Este relato, que la Iglesia Romana no juzgó indigno de insertarlo en las lecciones del Breviario (Lecciones del Segundo Nocturno, en el 4v día de la Octava de la Asunción), ¿merece entera confianza? Algunos han juzgado extraño que Juvenal pudiera hacer mención de las obras del pseudo Dionisio en tiempo del Concilio de Calcedonia, es decir, cuando tales obras eran, según parece, totalmente desconocidas. Otros, suponiendo que Juvenal realmente contó lo que la Historia de Eutimio pone en su boca, dudan de la sinceridad de este patriarce de Jerusalén, que no siempre supo evitar la falsedad, cuando era caso de realzar la gloria de su Iglesia (Quéjase de ello el Papa San León en una carta que escribió a Máximo de Antioquía).

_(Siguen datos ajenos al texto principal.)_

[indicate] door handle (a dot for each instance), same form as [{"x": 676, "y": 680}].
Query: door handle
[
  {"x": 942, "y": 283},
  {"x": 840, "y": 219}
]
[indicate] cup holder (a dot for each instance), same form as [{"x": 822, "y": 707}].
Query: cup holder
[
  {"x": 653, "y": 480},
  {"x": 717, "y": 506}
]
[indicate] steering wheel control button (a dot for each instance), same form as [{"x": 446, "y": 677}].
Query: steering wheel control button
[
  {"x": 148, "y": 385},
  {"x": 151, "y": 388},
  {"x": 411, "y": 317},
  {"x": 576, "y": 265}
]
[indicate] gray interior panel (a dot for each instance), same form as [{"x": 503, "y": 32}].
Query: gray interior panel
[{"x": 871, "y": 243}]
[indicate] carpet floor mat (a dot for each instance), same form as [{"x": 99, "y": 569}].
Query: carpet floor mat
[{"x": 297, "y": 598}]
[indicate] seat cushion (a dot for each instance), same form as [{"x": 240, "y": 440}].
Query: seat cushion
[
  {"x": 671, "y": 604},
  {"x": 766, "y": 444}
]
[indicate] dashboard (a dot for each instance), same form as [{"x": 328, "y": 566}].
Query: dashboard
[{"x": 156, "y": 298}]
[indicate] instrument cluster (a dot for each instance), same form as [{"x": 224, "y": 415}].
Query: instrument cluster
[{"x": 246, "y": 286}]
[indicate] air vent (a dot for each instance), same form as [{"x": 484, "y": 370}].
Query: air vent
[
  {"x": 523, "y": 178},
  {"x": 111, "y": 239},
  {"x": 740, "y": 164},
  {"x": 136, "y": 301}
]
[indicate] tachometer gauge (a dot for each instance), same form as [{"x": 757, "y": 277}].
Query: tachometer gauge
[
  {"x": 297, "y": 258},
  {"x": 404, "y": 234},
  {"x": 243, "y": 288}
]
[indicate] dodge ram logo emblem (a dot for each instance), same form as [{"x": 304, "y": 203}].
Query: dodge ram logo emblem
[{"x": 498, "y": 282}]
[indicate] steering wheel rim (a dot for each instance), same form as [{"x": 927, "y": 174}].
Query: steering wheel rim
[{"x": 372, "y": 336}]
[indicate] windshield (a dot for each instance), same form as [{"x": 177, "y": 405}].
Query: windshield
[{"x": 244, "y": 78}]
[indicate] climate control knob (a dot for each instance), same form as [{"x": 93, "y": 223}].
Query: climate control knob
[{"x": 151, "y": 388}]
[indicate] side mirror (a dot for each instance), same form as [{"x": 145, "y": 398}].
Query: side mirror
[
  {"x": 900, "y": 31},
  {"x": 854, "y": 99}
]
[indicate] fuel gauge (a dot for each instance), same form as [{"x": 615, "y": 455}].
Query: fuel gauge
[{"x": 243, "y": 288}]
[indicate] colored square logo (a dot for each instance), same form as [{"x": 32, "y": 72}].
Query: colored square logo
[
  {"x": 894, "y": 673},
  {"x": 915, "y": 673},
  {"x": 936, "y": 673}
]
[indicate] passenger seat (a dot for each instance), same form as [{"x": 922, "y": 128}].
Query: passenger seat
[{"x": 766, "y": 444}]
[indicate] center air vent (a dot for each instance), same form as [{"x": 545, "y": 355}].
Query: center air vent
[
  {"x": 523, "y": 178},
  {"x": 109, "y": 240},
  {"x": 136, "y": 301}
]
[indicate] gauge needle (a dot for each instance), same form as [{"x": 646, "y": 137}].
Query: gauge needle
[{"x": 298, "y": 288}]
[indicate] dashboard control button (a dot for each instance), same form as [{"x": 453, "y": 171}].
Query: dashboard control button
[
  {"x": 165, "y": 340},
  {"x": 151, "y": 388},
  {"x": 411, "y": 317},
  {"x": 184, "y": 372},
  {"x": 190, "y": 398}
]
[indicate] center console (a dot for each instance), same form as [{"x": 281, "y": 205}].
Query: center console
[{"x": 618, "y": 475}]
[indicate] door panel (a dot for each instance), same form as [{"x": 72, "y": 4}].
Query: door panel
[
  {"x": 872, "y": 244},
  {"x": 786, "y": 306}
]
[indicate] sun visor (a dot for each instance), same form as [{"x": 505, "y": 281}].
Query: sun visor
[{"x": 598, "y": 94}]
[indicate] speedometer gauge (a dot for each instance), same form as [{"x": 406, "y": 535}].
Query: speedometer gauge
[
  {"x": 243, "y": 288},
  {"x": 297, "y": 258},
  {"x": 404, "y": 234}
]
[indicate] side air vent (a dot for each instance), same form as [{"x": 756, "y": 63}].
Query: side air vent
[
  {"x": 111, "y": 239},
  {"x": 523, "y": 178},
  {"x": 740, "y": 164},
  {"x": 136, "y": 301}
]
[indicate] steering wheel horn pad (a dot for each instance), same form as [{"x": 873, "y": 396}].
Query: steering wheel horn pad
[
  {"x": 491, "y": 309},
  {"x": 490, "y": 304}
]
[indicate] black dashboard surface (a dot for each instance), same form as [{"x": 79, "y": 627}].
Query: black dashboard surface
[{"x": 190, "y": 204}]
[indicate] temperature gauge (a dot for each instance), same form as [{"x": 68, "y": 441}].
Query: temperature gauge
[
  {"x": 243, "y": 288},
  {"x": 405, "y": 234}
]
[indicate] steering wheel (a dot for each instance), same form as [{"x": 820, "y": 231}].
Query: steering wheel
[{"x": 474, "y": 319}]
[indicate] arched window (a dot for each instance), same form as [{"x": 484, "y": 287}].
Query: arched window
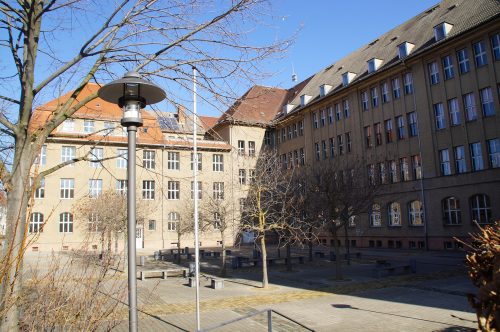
[
  {"x": 375, "y": 217},
  {"x": 65, "y": 222},
  {"x": 394, "y": 214},
  {"x": 173, "y": 221},
  {"x": 415, "y": 213},
  {"x": 36, "y": 223},
  {"x": 480, "y": 208},
  {"x": 451, "y": 211}
]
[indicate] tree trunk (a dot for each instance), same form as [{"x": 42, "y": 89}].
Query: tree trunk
[
  {"x": 223, "y": 263},
  {"x": 347, "y": 244},
  {"x": 288, "y": 257},
  {"x": 265, "y": 280},
  {"x": 15, "y": 239},
  {"x": 338, "y": 259}
]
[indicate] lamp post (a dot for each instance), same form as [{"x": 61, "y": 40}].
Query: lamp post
[{"x": 131, "y": 93}]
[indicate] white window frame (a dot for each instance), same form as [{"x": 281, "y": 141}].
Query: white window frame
[
  {"x": 148, "y": 189},
  {"x": 173, "y": 190}
]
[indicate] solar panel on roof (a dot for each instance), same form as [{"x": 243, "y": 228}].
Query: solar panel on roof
[{"x": 168, "y": 123}]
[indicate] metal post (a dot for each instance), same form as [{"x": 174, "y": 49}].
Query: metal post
[
  {"x": 269, "y": 321},
  {"x": 195, "y": 178},
  {"x": 132, "y": 274}
]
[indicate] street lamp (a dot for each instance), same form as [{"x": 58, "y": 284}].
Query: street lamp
[{"x": 131, "y": 93}]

Comoquiera que sea, la tradición que Juvenal, a mediados del siglo V, habría llamado una tradición antigua y muy verídica debía de existir en aquella época. Una prueba, que parece bastante perentoria, se halla en el famoso decreto publicado hacia 494 por el Papa Gelasio. El pontífice coloca entre los apócrifos un opúsculo titulado Del Tránstito de María, De transitu Mariae (El decreto de Gelasio no contuvo la propagación del librito. Sabemos, por el autor de la carta a Paula y a Eustaquio, que en el siglo VIII corría en Occidente entre los fieles. Y aunque sea de pasada, diremos que este autor fué causa de algunas dudas que, en parte de la Edad Media, hubo sobre la Asunción corporal de María. Escribía a sus supuestos corresponsales: "Ne forte si venerit in manus vestras illud apocrypnum de Transitu ejusdem Virginis, dubia pro certis recipiatis: quod multi Latinorum pietatis amore, studio legendi charius amplectuntur." Después de esta alusión al opúsculo del Tránsito de María, el autor añade que uno de los argumentos por los cuales se confirma la Asunción corporal de la Virgen es que en Jerusalén se muestra su tumba vacia, la cual dicen que destila un maná precioso. En cuanto a él, no se atreve a decidir nada sobre el hecho de la Asunción, ni en pro ni en contra. "Quod quia Deo nihil est impossibile, nec nos de beata Vírgíne Maria factum abnuimus, quamquam propter cautelam, salva fide, pió magis desiderio opinari oporteat, quam inconsulte definiré quod sino periculo nescitur." (Epist. 9, ad Paulam et Eustach., de Assump. B. V. n. 2, in Mantissa Opp. S. Hieron. P. L., XXX, 123, 124.) Creíase que la carta era realmente de San Jerónimo, y la gran autoridad de este santo doctor fué para algunos ocasión de dudas semejantes a las que expresa el autor), ya conocido en Occidente, conocido, por tanto, en Oriente, donde parece haber tenido origen. Difícil es puntualizar de qué libro habla San Gelasio, o, al menos, qué redacción tenía a la vista. Lo que sí es seguro es que había ya entonces en el mundo cristiano varias obritas sobre el Tránsito y la Asunción de la Bienaventurada Virgen María.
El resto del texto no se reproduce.